От ее прежнего хитровского говорка не осталось и следа. Но все же говорила она странно, необычно строила фразы. И по-видимому, еще более странно мыслила. Надежда в излечении последней стадии туберкулеза в том, что он врач и боевик в одном лице. Может быть, ей больше подошел бы Адам Кауфман?

– Понимаете, Аркадий Андреевич, Камиша почему-то совсем не сопротивляется. Ей сказали, и она давно уже согласна умереть.
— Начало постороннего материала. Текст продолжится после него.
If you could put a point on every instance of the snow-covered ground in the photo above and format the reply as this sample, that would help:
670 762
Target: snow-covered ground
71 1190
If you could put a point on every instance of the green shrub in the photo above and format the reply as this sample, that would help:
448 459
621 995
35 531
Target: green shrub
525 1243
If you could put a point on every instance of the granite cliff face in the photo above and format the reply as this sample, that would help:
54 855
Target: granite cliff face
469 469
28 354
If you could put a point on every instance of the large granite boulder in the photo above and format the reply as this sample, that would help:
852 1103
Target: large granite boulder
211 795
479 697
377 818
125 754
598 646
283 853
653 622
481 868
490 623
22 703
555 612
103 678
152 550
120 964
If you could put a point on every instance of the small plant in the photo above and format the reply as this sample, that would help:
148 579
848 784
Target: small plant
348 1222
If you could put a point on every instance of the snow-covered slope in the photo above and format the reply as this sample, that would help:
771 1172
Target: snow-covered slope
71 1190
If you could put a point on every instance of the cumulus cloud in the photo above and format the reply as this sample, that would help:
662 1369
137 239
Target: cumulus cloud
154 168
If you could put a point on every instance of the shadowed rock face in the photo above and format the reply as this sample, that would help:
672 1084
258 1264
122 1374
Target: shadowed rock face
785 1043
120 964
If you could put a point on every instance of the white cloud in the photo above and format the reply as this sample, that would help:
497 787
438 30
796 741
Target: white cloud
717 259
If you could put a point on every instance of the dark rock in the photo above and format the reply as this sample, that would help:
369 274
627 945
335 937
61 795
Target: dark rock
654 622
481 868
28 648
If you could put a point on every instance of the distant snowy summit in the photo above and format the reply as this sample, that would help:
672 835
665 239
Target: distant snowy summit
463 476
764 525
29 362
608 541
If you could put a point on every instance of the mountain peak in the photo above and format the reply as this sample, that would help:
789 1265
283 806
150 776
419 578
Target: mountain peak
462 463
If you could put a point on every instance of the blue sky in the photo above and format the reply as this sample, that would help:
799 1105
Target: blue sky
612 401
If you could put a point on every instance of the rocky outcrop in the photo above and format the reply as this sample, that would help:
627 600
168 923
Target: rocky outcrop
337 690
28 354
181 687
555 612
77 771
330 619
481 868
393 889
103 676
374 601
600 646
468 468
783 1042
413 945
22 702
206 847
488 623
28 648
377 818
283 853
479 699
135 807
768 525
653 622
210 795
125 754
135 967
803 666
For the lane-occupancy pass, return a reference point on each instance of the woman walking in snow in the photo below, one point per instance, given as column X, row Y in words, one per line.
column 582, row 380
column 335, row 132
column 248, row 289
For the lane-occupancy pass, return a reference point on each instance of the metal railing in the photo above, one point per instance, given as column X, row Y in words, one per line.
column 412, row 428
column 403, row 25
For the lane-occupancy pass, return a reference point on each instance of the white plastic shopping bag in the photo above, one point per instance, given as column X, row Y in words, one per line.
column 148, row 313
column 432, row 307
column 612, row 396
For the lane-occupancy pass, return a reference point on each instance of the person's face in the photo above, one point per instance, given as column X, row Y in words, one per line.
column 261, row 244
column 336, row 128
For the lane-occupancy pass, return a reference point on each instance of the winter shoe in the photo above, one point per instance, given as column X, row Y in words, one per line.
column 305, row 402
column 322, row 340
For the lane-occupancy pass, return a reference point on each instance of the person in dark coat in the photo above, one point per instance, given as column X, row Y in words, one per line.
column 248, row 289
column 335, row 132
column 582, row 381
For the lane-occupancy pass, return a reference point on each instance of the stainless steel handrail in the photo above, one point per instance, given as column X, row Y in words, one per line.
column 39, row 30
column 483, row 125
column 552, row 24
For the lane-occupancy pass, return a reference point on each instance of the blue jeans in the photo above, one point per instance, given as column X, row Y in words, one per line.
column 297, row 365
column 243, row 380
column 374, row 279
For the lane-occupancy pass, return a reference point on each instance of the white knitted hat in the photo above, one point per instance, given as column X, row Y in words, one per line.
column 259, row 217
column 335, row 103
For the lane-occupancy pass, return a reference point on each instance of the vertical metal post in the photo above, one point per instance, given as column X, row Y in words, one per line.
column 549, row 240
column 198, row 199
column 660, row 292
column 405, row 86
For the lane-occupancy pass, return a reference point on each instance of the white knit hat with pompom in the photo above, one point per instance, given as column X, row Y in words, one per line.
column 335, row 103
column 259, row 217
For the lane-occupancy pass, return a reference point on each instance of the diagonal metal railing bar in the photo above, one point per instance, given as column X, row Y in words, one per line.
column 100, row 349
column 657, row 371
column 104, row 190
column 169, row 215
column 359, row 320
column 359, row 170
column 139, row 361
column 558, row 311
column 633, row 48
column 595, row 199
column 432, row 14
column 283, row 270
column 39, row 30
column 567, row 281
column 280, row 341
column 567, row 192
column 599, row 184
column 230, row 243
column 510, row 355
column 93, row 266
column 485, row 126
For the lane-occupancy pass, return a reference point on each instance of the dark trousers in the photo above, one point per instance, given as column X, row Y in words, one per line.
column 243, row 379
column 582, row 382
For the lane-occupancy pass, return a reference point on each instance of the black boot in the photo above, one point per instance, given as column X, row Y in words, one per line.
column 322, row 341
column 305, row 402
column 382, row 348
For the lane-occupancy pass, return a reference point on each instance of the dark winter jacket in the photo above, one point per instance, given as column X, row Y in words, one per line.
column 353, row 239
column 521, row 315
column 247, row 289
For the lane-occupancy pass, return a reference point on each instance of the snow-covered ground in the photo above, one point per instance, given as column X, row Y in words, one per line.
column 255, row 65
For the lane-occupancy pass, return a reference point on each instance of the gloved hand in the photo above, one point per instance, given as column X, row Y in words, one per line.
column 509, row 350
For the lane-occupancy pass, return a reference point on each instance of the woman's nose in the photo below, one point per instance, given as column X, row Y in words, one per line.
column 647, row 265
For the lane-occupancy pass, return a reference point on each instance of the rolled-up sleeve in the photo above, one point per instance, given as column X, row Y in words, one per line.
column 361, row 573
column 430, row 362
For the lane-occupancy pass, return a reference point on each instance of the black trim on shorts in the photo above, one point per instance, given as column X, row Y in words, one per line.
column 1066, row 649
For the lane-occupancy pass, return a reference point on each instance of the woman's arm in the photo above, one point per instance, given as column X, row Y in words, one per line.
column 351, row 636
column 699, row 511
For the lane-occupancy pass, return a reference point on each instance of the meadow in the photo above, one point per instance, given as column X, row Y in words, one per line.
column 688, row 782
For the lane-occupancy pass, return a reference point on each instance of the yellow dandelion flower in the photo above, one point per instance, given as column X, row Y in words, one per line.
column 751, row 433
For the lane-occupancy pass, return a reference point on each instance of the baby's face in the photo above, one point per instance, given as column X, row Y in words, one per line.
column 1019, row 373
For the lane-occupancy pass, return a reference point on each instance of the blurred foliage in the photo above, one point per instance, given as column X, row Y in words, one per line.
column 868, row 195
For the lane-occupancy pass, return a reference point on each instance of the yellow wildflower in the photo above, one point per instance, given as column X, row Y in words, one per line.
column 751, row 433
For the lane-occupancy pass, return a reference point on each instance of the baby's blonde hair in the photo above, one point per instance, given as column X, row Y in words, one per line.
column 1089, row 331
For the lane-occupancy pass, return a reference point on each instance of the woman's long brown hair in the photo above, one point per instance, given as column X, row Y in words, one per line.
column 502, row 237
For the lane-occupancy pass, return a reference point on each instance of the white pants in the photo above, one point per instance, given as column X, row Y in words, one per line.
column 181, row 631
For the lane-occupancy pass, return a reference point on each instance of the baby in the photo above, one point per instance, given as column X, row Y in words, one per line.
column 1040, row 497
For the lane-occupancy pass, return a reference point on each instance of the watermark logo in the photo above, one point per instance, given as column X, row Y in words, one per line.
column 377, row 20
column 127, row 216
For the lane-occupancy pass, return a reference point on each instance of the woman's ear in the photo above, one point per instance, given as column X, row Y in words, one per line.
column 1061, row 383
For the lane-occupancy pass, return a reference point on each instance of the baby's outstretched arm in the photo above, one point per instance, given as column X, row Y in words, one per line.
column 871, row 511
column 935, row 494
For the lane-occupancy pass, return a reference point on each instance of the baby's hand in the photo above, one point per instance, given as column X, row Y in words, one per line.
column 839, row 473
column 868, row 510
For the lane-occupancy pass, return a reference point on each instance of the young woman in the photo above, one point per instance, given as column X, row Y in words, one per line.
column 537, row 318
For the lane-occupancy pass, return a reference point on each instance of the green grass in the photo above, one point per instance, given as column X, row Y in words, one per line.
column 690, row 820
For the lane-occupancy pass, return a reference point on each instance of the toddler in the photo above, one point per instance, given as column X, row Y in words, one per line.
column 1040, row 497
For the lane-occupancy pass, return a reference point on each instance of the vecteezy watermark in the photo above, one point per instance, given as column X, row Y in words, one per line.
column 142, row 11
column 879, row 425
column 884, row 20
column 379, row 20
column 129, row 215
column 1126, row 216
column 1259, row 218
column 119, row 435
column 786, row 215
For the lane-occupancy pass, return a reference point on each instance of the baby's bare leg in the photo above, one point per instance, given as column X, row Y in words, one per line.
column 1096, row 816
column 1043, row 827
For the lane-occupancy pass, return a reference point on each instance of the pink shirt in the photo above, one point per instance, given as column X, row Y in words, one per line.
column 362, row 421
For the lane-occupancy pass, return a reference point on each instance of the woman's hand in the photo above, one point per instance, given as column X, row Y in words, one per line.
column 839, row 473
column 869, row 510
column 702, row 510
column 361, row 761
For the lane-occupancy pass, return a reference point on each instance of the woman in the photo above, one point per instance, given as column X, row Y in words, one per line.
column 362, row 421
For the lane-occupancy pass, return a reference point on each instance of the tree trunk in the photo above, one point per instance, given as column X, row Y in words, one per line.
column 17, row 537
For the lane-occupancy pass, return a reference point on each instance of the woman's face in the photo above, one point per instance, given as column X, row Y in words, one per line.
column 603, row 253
Я чувствую, что это неправильно.

– Но есть ли у нее за что зацепиться в этой жизни? Интересы, таланты? Долги? – спросил Аркадий.

– Я понимаю, – кивнула Люша. – И не знаю, как ответить. Но мы с вами согласно мыслим. Камиша талантливая рисовальщица и пианистка. Но они там все рисуют и музицируют. Ее все любят и ценят, но у нее пять братьев и сестер – родители и прочие уже привыкли к мысли о ее скорой смерти. Она хотела бы быть любимой и сама романтически полюбить мужчину – но где же это случится? Ведь она практически не покидает квартиры, а все посетители и гости воспринимают ее милой, но уже наполовину развоплощенной…

– Любовь Николаевна, вы на нее влияние имеете?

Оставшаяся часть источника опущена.